Animals were housed in a 12 h dark/light cycle with food and water ad libitum. The animals were group housed before head plate surgery. After surgery they were individually housed.

Head plate implant surgery

Animals were induced with 2–4% isoflurane and placed in a stereotaxic frame. The anesthesia was maintained at 1–2% for the surgery. Animals were given Rimadyl (5 mg/kg) for analgesia. The skin on the top of the skull was removed, and the head plate (model 11, Neurotar) was secured to the skull using a mixture of dental cement and Vetbond (3M). Two screws were implanted anterior to the head plate for grounding. A craniotomy was created to expose the brain above PBN (AP, 4.8–5.3 mm; ML, 0.5–2 mm), and the dura was removed. The area was cleaned using a cortical buffer with antibiotics containing 125 mm NaCl, 5 mm KCl, 10 mm Glucose, 10 mm HEPES, 2 mm 1 m CaCl2, 2 mm 1 m MgCl2, 100 units/ml penicillin, and 0.1 mg/ml streptomycin. The craniotomy was closed using a silicone elastomer (Kwik-Sil, World Precision Instruments). The animal was placed on a heating pad and allowed to recover.

Training

Animals were trained on the Neurotar Mobile HomeCage, where they were head restrained but allowed to locomote freely on a carbon fiber platform supported by a cushion of air. Animals were given 5 d to recover after the implant of the head plate. On day 6 animals were left in their home cage and placed near the Neurotar setup to habituate them to the noise of the air flow for 2 h. On day 7, animals were placed in the Neurotar setup and allowed to move freely for up to 2 h to habituate them to the device. Electrophysiology recordings started on day 8.
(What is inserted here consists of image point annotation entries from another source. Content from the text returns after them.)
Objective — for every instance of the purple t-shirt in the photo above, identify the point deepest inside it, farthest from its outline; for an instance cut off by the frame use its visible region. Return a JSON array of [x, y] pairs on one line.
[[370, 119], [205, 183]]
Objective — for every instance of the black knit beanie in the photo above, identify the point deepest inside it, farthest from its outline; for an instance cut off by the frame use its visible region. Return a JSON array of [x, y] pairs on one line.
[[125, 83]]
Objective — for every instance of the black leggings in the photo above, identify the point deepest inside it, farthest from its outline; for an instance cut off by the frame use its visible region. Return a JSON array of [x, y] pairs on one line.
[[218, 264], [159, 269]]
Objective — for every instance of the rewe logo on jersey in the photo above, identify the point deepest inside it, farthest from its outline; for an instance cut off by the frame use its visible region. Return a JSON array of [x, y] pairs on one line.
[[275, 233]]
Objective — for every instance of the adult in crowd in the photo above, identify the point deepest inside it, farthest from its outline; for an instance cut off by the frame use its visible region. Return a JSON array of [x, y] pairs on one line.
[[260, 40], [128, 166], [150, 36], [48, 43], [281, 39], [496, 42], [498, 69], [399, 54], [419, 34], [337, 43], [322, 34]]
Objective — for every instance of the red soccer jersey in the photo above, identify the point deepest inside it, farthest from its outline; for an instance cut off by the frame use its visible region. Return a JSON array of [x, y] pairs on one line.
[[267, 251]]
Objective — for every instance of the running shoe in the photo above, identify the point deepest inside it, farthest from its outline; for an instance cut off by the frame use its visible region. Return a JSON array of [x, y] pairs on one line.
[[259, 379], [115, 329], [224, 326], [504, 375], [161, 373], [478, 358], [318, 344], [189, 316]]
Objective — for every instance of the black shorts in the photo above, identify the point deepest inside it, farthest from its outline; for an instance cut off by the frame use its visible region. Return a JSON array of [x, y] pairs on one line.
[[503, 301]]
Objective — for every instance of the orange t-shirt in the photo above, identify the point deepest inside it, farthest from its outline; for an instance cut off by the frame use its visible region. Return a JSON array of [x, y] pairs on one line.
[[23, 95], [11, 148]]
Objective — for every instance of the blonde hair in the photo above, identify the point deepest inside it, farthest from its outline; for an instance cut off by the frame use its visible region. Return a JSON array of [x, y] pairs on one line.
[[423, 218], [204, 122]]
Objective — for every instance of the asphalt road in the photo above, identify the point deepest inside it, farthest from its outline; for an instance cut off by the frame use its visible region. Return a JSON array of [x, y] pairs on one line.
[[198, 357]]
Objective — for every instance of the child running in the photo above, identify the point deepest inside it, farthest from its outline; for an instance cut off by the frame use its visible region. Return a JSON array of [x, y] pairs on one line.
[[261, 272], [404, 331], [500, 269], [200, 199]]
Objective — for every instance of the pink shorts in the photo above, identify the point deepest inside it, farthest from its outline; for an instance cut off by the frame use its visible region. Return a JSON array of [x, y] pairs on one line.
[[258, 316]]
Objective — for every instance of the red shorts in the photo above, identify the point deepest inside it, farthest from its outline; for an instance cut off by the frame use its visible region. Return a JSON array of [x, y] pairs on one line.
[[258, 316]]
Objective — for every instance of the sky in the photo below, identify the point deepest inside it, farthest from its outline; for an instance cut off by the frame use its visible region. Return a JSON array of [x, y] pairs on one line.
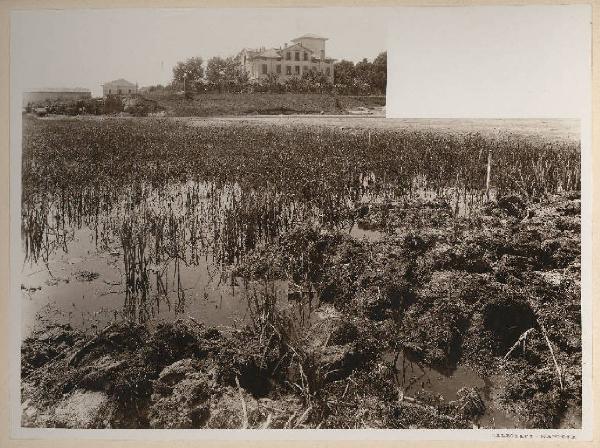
[[501, 61], [85, 48]]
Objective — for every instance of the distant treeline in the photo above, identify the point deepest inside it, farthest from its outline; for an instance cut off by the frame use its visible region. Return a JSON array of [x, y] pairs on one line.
[[227, 75]]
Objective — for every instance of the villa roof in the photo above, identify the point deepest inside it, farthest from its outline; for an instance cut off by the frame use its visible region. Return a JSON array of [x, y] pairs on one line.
[[120, 82], [269, 53], [309, 36]]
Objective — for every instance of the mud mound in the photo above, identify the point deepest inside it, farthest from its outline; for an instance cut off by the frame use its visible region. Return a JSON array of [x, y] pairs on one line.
[[506, 319]]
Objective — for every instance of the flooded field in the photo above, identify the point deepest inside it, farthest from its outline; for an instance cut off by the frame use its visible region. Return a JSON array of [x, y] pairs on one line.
[[323, 277]]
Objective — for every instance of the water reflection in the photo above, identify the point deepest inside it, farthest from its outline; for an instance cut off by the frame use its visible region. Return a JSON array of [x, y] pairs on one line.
[[165, 250]]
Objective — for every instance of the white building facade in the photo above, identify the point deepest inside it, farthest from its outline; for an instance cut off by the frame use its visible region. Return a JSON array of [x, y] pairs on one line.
[[119, 87], [306, 53]]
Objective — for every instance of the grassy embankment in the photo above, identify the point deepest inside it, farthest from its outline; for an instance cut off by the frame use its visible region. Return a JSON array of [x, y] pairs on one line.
[[219, 104]]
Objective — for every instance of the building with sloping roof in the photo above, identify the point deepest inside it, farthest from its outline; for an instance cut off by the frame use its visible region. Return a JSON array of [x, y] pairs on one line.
[[306, 53], [52, 94], [119, 87]]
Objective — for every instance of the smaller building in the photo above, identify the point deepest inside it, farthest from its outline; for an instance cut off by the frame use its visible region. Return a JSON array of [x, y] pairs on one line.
[[119, 87], [52, 94]]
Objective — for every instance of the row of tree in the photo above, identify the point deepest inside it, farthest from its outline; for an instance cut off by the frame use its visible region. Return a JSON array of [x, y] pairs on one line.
[[227, 75]]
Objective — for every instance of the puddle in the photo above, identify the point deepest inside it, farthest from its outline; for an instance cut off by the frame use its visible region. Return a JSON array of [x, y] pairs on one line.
[[413, 377]]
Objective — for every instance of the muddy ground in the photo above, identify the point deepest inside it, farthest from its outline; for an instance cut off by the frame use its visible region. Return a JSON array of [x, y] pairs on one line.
[[497, 292]]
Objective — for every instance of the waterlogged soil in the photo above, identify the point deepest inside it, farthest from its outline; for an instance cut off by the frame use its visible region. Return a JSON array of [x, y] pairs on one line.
[[419, 317]]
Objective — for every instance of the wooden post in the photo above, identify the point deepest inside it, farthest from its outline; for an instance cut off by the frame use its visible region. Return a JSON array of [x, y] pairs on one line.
[[489, 173]]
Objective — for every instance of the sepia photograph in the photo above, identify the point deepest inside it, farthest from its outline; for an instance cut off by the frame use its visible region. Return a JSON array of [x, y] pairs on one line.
[[222, 226]]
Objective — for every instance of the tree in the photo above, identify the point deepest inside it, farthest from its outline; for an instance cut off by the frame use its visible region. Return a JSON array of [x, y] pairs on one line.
[[226, 73], [188, 74], [344, 73], [379, 78]]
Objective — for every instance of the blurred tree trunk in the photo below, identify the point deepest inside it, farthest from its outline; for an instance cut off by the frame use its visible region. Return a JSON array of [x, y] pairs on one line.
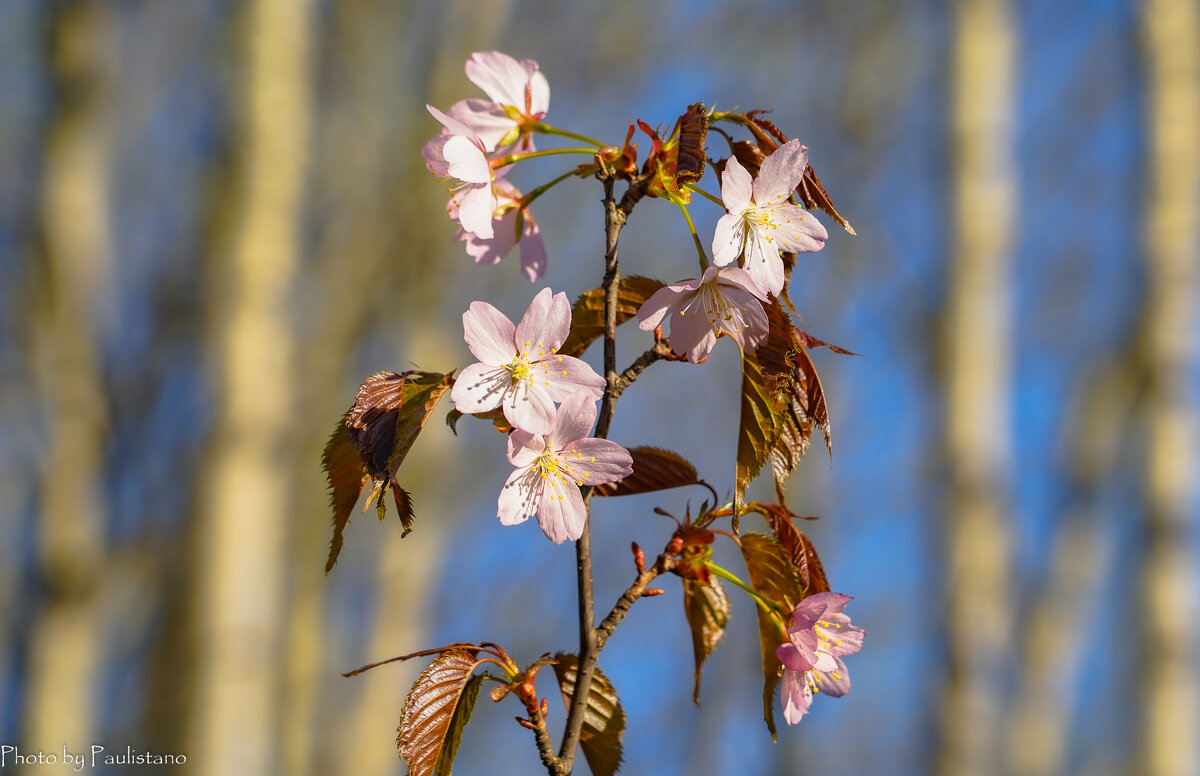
[[246, 499], [978, 365], [1168, 613], [67, 638]]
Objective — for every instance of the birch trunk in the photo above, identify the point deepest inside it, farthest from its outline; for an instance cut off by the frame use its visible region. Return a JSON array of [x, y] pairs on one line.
[[66, 641], [246, 501], [978, 360], [1169, 608]]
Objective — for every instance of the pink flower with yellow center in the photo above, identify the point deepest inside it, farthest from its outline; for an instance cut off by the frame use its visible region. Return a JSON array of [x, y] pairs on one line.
[[724, 300], [820, 636], [551, 468], [520, 368], [762, 221]]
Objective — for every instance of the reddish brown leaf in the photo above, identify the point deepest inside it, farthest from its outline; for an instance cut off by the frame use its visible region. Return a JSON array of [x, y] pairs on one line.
[[587, 314], [799, 547], [781, 402], [654, 469], [436, 711], [708, 609], [774, 578], [389, 413], [690, 156], [604, 722], [346, 476]]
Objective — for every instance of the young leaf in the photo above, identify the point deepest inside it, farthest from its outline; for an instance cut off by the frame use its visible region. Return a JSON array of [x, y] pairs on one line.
[[708, 612], [690, 156], [799, 547], [587, 314], [654, 469], [346, 475], [781, 401], [604, 720], [436, 711], [774, 578]]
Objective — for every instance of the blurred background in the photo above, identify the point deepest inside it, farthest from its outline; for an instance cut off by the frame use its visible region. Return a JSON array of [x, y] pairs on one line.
[[215, 222]]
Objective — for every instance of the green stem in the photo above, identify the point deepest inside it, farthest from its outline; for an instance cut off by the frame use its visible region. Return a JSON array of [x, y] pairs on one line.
[[516, 157], [545, 128], [695, 238], [754, 594], [706, 194]]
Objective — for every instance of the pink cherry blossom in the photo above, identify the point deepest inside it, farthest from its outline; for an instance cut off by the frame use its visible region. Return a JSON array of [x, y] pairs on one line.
[[762, 221], [457, 152], [723, 300], [820, 636], [519, 92], [552, 468], [519, 366], [513, 228]]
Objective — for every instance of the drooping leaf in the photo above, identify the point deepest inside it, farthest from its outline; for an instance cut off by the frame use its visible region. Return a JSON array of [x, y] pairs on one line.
[[708, 612], [495, 415], [654, 469], [346, 475], [799, 547], [690, 156], [774, 577], [781, 402], [389, 413], [604, 721], [587, 314], [436, 711]]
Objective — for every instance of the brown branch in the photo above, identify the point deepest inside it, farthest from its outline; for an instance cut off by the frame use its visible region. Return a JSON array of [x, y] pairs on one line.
[[659, 352], [615, 220], [624, 603], [537, 722]]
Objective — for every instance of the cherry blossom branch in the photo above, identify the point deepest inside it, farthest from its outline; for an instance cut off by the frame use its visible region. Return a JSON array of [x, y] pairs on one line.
[[663, 564], [615, 220]]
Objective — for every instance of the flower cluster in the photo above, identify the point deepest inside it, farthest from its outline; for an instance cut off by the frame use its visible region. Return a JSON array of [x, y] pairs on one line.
[[820, 636], [475, 137], [521, 372], [760, 222]]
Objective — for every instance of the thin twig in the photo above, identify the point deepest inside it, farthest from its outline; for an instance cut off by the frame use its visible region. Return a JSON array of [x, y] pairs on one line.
[[628, 599]]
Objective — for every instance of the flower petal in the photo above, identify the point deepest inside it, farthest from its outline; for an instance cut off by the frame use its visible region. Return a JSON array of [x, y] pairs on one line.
[[466, 160], [562, 513], [763, 264], [477, 205], [833, 680], [501, 77], [729, 240], [598, 461], [780, 174], [798, 230], [525, 447], [480, 388], [529, 408], [797, 696], [520, 497], [574, 420], [489, 334], [567, 376], [545, 325], [736, 187]]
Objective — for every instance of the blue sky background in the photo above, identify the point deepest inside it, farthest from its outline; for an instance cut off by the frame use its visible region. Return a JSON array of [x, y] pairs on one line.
[[864, 85]]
Electrophysiology recordings

Awake electrophysiology recordings

We performed recordings in low light conditions. Animals were placed in the Neurotar setup and allowed to acclimate for 5 min. The silicone elastomer was removed, and the craniotomy was cleaned using a cortical buffer with antibiotics. A single platinum-iridium recording electrode (0.3–1 MΩ), produced in our lab, was lowered into PBN. We digitized recorded waveforms using a Plexon system. We isolated units that were responsive to noxious heat (50°C) applied to the anterior maxillary region of the head using a Picasso Lite dental surgical laser (AMD Lasers), positioned 5 mm above the skin and set to 3.5 W for 5 s. The laser was calibrated with a Jenco Electronics microcomputer thermometer to generate 51°C at the end of a 5 s exposure. We waited at least 2 min between consecutive stimuli and inspected the skin after each stimulus for erythema or tissue damage. On finding a neuron that was responsive to noxious heat stimulation, we allowed the cell to return to its baseline firing rate before recording baseline spontaneous activity for 5 min. After that, we recorded responses to noxious heat applied at 2 min intervals to prevent tissue damage for a total of 10–12 trials. After each recording session, the electrode was removed, and the craniotomy was cleaned using a cortical buffer with antibiotics and covered with fresh silicone elastomer.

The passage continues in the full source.